Being a Bay City Roller probably gave me PTSD

ANYONE who grew up in the 70s will remember the Bay City Rollers, the biggest British boy band of the era, Edinburgh tartan teen sensations in trademark cropped trousers and platforms, screaming girls fainting at their feet.

Now Stuart ‘Woody’ Wood, of the classic lineup, recalls the band’s whirlwind rise to fame when he joined aged 17, the ‘Rollermania’ hysteria, fall-outs, reunions and court cases, in his memoir Mania.

Stuart, 68, won’t chart the well-documented abuse he and others suffered at the hands of their powerful and dominating manager, Tam Paton, a sexual predator and bully, who died in 2009. He says in the foreword, "all the disgusting things said about him are accurate", but he wants to draw a line under it.

"I moved on a long time ago and don’t want that beast to be any part of things concerning my life. I don’t need therapy; I have coped in my own way and have no need to spill my emotion," he writes.
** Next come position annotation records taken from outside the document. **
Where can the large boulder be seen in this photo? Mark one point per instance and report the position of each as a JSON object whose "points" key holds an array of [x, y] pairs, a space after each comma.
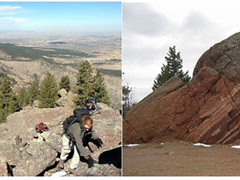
{"points": [[205, 110], [23, 152]]}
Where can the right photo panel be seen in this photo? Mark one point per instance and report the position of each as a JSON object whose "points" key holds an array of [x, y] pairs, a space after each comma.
{"points": [[181, 88]]}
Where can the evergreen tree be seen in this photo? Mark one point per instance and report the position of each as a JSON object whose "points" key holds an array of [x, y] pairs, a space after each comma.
{"points": [[127, 99], [65, 83], [172, 68], [100, 89], [23, 99], [33, 90], [84, 84], [8, 100], [48, 91]]}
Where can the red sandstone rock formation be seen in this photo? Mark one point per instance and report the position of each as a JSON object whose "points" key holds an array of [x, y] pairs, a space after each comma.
{"points": [[206, 110]]}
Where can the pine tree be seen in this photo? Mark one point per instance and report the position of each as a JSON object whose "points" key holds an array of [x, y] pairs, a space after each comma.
{"points": [[172, 68], [33, 90], [127, 99], [84, 84], [48, 91], [100, 89], [65, 83], [8, 100], [22, 97]]}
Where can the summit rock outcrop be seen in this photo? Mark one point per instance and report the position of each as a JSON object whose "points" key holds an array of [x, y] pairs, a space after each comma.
{"points": [[206, 110], [24, 152]]}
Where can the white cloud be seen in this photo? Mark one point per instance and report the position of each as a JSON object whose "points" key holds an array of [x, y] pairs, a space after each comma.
{"points": [[11, 20], [149, 29], [9, 10]]}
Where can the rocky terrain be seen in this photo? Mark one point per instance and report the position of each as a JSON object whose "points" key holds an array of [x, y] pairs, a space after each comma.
{"points": [[23, 152], [206, 110], [178, 158]]}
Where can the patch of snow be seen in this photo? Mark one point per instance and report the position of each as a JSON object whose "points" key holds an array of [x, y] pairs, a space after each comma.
{"points": [[236, 147], [59, 174], [201, 144], [132, 145]]}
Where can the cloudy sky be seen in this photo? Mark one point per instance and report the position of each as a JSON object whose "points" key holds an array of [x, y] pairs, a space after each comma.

Today, he’s still gigging in a different Rollers lineup, as the only original from the classic Seventies band, and seemingly remains a glass half-full type of person, despite setbacks including the missing millions, court battles, reunions and an arduous rift with lead singer Les McKeown, who died in 2021 after years of drug and alcohol abuse.

"It’s like you come away from school and many years later you only remember the good things," he says of those heydays which began in 1974, when the classic lineup included Les, Stuart, guitarist Eric Faulkner, bassist Alan Longmuir and his brother Derek on drums.